Men who are "10s" are "considered attractive by 99 per cent of females", have a "square face with masculine features and hunter eyes", while "an eight" is "objectively good-looking, but looks suffer from... mild flaws". Male "fives" will struggle to find a "spouse", but "fours" will struggle to even pair up with female ones or twos: "some are called 'soy boys' because they put up with cheating to get laid".
The column of women reeks of sexual jealousy and loathing: the female "six" will "use your charms and your above-average looks to cheese your way through a career", whereas female "fives" will turn down her male equivalents "in favour of a chance with an eight or nine".
You get the picture. But the terrible, homicidal logic of these men is as fascinating as it is appalling. This is because there's something vaguely recognisable, almost understandable, in their frustration.
Incels largely hate women, but they are also raging at a society obsessed with the "hot", in which men like them are made to suffer life-destroying "lookism" (discrimination based on looks). Their "attractiveness scale" is a crude exaggeration, of course, but it's also true that the most superficial forms of beauty can now determine the wildest forms of financial, professional, sexual and social power, and even fame. Take reality TV star Kim Kardashian, worth $350 million, or the scores of other millionairesses whose business plan is essentially looking "hot" on social media.

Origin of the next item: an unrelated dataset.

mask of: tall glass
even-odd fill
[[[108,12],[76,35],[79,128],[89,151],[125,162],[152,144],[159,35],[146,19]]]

What the incel story highlights is just how much men have become basket cases about their appearance. Boys as young as 12 hit the gym, rates of men with eating disorders are soaring (by 70 per cent in Britain between 2010-16), and there are far more opting for cosmetic procedures, with rates doubling in the past decade, according to the British Association of Aesthetic Plastic Surgeons.
Looks have always been valued, of course, but we are in a harsh age of superficial yet iron-fisted judgment that extends into the most mainstream domains. Thus a new study by Harvard has found a strong link between users of dating apps like Tinder and Bumble - which rely on rapid assessments of attractiveness - and extreme dieting behaviours. The survey of 392 users found that men keen to look trim were far more likely than women to fast, take laxatives or vomit.
The apps aren't directly causing such behaviour, of course, but they do both reflect and stoke a fixation on "hotness": daters have the tiniest window in which to lure potential dates before they are swiped right (yes) or left (no). Their next pressing problem is getting their real-life body to match up to their saucy snaps.
All the same, even in Tinder world there is still room for manoeuvre, for humanity, for letting someone grow on you with first-rate banter or a fascinating discussion. I once seriously dated someone from the app who, at first view, I found utterly unappealing.
But in the distorted outlook of incels, what's inside doesn't enter the equation. This is a hideous irony, of course, since for all the superficiality of modern mating, no amount of engineered good looks can make up for an internal void of decency and charm. Yes, "hot or not" applies - but so does "nice or not".